In currency markets, the dollar was last off 0.1 per cent against the yen, changing hands at 109.70 yen per dollar, also in thin trade.

The greenback hit a year-to-date high of 110.00 yen against the Japanese currency after the BoJ kept its policy on hold the previous day.

Sterling hit a fresh 11-week high against the dollar, rising to $1.3094, on bets that a no-deal Brexit can be avoided if parliament exerts greater control over the process.

The euro was basically flat at $1.1383. It has lost more than 1.5 per cent since climbing to a three-month high of $1.1570 on January 10.

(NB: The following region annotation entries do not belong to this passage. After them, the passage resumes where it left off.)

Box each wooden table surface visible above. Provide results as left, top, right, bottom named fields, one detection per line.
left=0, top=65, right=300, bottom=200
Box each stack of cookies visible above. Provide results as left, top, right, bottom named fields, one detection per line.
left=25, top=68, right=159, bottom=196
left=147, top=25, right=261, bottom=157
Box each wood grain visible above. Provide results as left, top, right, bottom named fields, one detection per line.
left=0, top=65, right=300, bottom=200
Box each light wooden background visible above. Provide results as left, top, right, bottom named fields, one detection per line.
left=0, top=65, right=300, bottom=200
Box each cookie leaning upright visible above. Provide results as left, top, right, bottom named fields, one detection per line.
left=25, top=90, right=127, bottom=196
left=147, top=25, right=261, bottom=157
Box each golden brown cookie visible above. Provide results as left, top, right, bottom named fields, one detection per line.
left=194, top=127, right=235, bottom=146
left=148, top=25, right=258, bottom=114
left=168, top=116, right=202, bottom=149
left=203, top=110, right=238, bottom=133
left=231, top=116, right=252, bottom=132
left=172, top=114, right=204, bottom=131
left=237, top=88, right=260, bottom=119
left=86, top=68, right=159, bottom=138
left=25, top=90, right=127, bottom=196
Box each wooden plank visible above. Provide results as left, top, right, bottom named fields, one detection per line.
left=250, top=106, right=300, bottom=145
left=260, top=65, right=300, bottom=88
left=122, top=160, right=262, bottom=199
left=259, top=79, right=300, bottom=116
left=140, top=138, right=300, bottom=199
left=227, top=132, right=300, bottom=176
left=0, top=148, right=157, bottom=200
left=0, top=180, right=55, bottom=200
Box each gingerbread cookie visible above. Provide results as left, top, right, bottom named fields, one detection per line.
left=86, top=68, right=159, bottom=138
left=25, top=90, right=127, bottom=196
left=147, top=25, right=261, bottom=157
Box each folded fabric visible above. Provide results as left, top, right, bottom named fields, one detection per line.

The Australian dollar suffered a setback when a hike in mortgage rates by one of the country's major banks added to the case for a cut in official rates, even as domestic job data showed a still solid labour market.

The Aussie dollar skidded to $0.7100, unwinding all of a data-inspired jump to $0.7168.

The yield on benchmark 10-year Treasury notes fell to 2.746 per cent, compared with its US close of 2.755 per cent on Wednesday.

In commodity markets, oil prices declined on Thursday amid lingering concerns over slowing global economic growth that may limit fuel demand and after a surprise build in US crude inventories.

US West Texas Intermediate (WTI) crude futures fell 0.5 per cent to $52.38 a barrel, while Brent crude futures were last down 0.4 per cent at $60.87.

Gold held steady, supported by a softer dollar. Spot gold was last traded at $1282.10 per ounce.